Maggiori stimoli monetari, indebitamento dello Stato e ampio disavanzo di bilancio. Una scelta per far salire i prezzi che può sembrare folle ma che in realtà si sta mostrando ragionevole nell’economia del Sol Levante

di Annalisa Lospinuso 7 Novembre 2023 08:00

financialounge -  Alexis Bienvenu BOJ giappone inflazione La Financière de l'Echiquier titolo di Stato decennale
La lotta all’inflazione non accomuna tutti gli Stati. C’è chi, come il Giappone, ha il problema contrario di un’inflazione troppo bassa. Che fare in questo caso? La ricetta giapponese prevede maggiori stimoli monetari, ulteriore indebitamento dello Stato e maggiore disavanzo di bilancio. Una scelta che può sembrare folle ma in realtà si sta mostrando ragionevole. “Per la prima volta in circa trent’anni – sottolinea Alexis Bienvenu, gestore di La Financière de l’Échiquier – la disinflazione strutturale di cui soffre il Paese sta per soccombere anche se si tratta di un timido fuocherello. Per evitare che si spenga è necessario soffiare sulla brace, perché si rafforzi e si estenda non solo alle materie prime o ai prodotti alimentari, impoverendo un Paese importatore, ma anche ai servizi e soprattutto ai salari, che finirebbero per stimolare i consumi”.

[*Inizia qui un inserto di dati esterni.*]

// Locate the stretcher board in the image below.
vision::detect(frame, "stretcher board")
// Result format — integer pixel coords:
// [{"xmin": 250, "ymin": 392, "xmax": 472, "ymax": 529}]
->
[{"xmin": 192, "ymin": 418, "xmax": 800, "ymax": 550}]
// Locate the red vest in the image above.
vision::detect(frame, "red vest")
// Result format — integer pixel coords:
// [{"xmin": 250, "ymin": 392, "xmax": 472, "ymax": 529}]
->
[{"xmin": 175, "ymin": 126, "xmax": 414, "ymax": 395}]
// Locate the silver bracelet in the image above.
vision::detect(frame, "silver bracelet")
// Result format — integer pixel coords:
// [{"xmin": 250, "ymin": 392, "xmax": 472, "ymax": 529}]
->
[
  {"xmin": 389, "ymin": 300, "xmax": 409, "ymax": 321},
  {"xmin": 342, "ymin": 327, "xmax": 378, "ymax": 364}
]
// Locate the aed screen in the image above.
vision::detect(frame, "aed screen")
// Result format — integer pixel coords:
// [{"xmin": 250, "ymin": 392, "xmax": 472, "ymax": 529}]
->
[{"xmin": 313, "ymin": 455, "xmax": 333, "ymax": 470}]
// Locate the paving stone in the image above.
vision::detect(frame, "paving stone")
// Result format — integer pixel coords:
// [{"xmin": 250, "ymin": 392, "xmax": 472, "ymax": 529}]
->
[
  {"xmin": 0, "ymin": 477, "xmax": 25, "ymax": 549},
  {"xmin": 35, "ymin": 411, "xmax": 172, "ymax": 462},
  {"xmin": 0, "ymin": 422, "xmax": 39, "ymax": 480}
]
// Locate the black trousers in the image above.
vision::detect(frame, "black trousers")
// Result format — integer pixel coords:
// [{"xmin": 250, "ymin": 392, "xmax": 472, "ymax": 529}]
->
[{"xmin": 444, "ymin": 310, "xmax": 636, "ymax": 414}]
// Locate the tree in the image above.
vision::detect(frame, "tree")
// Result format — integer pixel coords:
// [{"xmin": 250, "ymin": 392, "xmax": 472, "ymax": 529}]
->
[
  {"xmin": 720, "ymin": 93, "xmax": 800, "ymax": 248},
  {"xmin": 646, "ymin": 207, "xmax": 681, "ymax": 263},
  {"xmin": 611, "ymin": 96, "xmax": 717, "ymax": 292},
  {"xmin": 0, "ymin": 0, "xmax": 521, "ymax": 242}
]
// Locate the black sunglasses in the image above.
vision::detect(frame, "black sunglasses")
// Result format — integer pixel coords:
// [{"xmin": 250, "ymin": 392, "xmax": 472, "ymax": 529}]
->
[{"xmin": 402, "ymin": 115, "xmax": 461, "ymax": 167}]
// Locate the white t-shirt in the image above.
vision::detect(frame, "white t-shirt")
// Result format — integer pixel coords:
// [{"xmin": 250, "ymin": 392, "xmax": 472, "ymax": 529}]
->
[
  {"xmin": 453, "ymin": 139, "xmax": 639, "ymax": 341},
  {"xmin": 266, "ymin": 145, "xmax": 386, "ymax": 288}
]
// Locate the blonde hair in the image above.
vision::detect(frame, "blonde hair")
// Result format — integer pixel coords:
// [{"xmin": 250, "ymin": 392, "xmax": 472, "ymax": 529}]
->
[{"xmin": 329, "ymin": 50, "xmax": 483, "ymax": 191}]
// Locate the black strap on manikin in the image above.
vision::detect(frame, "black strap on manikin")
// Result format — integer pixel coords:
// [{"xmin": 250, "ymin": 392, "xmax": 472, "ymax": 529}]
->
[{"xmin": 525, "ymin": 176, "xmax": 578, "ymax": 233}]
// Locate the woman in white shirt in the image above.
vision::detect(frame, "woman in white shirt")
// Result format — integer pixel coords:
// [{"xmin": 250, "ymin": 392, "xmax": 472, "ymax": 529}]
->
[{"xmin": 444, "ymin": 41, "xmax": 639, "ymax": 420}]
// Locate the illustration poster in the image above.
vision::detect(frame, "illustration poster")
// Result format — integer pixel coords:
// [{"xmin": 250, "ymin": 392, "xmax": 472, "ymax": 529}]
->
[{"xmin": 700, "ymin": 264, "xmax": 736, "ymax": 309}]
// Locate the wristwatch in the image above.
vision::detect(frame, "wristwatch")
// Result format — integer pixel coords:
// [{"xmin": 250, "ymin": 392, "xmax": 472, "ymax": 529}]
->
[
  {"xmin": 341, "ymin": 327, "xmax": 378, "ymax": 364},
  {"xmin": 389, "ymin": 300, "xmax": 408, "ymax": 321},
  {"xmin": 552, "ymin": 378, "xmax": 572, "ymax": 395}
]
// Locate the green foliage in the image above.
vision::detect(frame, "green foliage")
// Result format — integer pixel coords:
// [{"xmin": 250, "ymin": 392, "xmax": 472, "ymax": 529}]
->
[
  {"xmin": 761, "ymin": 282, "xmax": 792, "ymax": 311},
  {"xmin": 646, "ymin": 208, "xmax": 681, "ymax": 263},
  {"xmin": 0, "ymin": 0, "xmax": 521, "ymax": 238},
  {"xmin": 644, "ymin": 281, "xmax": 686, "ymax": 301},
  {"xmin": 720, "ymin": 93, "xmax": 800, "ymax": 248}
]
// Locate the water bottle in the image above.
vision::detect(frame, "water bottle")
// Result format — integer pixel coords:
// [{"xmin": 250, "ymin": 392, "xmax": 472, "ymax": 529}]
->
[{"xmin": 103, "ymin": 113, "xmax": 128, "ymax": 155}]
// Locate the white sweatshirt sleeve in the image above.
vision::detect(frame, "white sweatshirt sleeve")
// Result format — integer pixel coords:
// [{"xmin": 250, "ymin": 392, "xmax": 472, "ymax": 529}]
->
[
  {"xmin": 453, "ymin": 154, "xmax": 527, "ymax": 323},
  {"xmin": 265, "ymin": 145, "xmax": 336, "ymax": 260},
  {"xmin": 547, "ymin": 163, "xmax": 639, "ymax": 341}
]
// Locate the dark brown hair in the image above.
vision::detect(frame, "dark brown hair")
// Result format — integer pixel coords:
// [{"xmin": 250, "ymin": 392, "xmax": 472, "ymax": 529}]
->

CONTROLLO SUI RENDIMENTI DEI TITOLI DI STATO


Le autorità giapponesi – la banca centrale, il governo e i sindacati – sembrano tutte allineate, meno le imprese. Nella riunione del 31 ottobre scorso, la banca centrale ha prolungato la sua posizione estremamente accomodante. Mantiene i tassi di riferimento negativi (-0,1%) e il limite massimo per il decennale all’1%, mentre l'inflazione si attesta al 3%. I tassi di riferimento reali corretti per l’inflazione si attestano al 3% e quelli reali a 10 anni a circa -2%: un livello di stimolo raramente raggiunto. “L’aspetto ancora più significativo – continua Bienvenu – è che l’inflazione, ad esclusione dell’energia e dei generi alimentari deperibili, che sono particolarmente volatili, è stabilmente al di sopra del 4% dall’estate, un livello che non si vedeva dal 1981. Da questo punto di vista, gli stimoli sono ancora più forti”. La banca centrale giapponese rimane una delle poche a fissare un tetto massimo per questa il titolo di Stato decennale e probabilmente rimarrà sulla sua decisione almeno fino a quando non si conosceranno le prospettive di inflazione per il 2026, ovvero ad aprile 2024.

STIMOLI MONETARI


Il mercato ha recepito il messaggio accomodante, spingendo immediatamente la valuta sopra i 151 yen per un dollaro, il livello più basso dal 1990, come fa notare il gestore de La Financière de l’Échiquier. Anche il governo è sulla stessa lunghezza d’onda della banca centrale. Anche se la crescita è relativamente vigorosa, la disoccupazione è ancora bassa e il Paese ha il rapporto tra debito pubblico e Pil più alto a livello globale (255%, al pari del Sudan), il primo ministro ha appena varato un nuovo piano di stimolo per un ammontare superiore a 100 miliardi di euro (17.000 miliardi di yen).

AUMENTI SALARIALI


“Ma tutti questi sforzi monetari e fiscali – aggiunge Alexis Bienvenu – saranno inutili se i salari non terranno il passo. Da questo punto di vista, i sindacati si sono mobilitati. Stando al canale NHK, la più grande organizzazione sindacale giapponese, Rengo, intende chiedere un aumento salariale superiore al 5% durante il ciclo annuale di negoziati la primavera prossima, anche se non vi è alcuna garanzia che simile richiesta venga accettata da parte datoriale”.

GIAPPONE COME ESEMPIO


Se il Giappone riuscirà nella sua audace manovra, diventerà un punto di riferimento per tutti gli altri Stati. Se fallirà, farà da guida all’Europa su cosa evitare anche se le traiettorie si assomigliamo già abbastanza. I destini dei due lati opposti del mondo sembrano essere uniti, nonostante la differenza nell’inflazione.